Chaque projet part d’un cadre conceptuel avec lequel j’approche le monde réel. C’est avant tout une excuse pour aller vers le monde, les gens, les idées. Ça m’intéresse de prendre du recul par rapport à l’acte photographique et d’explorer ses limites en tant qu’outil descriptif, souligner ma subjectivité… J’essaie de réaliser des projets à la fois rigoureux sur le plan intellectuel et suffisamment ouverts pour conserver une certaine liberté. Je crois que ce que j’aime le plus, c’est jouer avec le hasard, mettre en place des paramètres et voir où vont les choses. Si ça peut paraître un peu grandiloquent venant de moi, Paul Graham parlait d’une « danse avec le réel ».

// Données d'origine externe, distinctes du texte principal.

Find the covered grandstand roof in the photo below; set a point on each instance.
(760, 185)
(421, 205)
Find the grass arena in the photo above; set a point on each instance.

« J’ai demandé à un monsieur de mettre un collant sur son visage et de me suivre dans une maison désaffectée – pour le convaincre je m’en étais d’ailleurs moi-même mis un sur la tête, puis la police est arrivée ! »
Dans Non Fiction tu brouilles les frontières entre réel et imaginaire, qu’est-ce qui te plaît dans ce processus ?
Je suis fasciné par l’intersection du réel et du fictif. Elle est d’autant plus pertinente et visible aujourd’hui, avec l’émergence des faits alternatifs, des fake news, des images générées par l’IA… Mais elle a aussi longtemps été explorée de manière brillante dans divers domaines – je pense aux installations de Thomas Bellinck, aux films de Yael Bartana, aux dessins collaboratifs de Stanley Brouwn…
La photographie entretient ses propres tensions, ses propres ambiguïtés avec le réel, justement parce qu’elle suggère une vérité objective. Mais même le plus « objectif » des portraits implique des décisions relatives au lieu, à la lumière, à la pose… C’est donc une frontière réellement poreuse ! La toute première photo d’un être humain (« Boulevard du Temple » de Louis Daguerre en 1838) continue par exemple de faire débat, quant à son authenticité, presque deux siècles après la prise de vue… Ce n’est pas rien !
Comment as-tu illustré cette frontière poreuse dans ta série ?
J’ai voulu aller à l’essentiel avec une question simple : est-il possible de photographier le monde tel qu’il est, et en faire quelque chose qui s’apparente à une fiction ? J’ai réalisé des images uniquement basées sur des rencontres improvisées et des faits divers repêchés dans les journaux locaux. Rien n’était prévu, le hasard a fait les choses. C’est par la suite, dans le choix des images et le séquençage que le projet a commencé à prendre du sens.
Puis, après avoir vu les premières planches contact et compris que ça fonctionnait, je me suis permis des entorses à l’idée originale. J’ai poussé plus loin, joué le rôle d’un « narrateur non fiable ». Comme avec le monsieur à qui j’ai demandé de mettre un collant sur son visage et de me suivre dans une maison désaffectée – pour le convaincre je m’en étais d’ailleurs moi-même mis un sur la tête, puis la police est arrivée !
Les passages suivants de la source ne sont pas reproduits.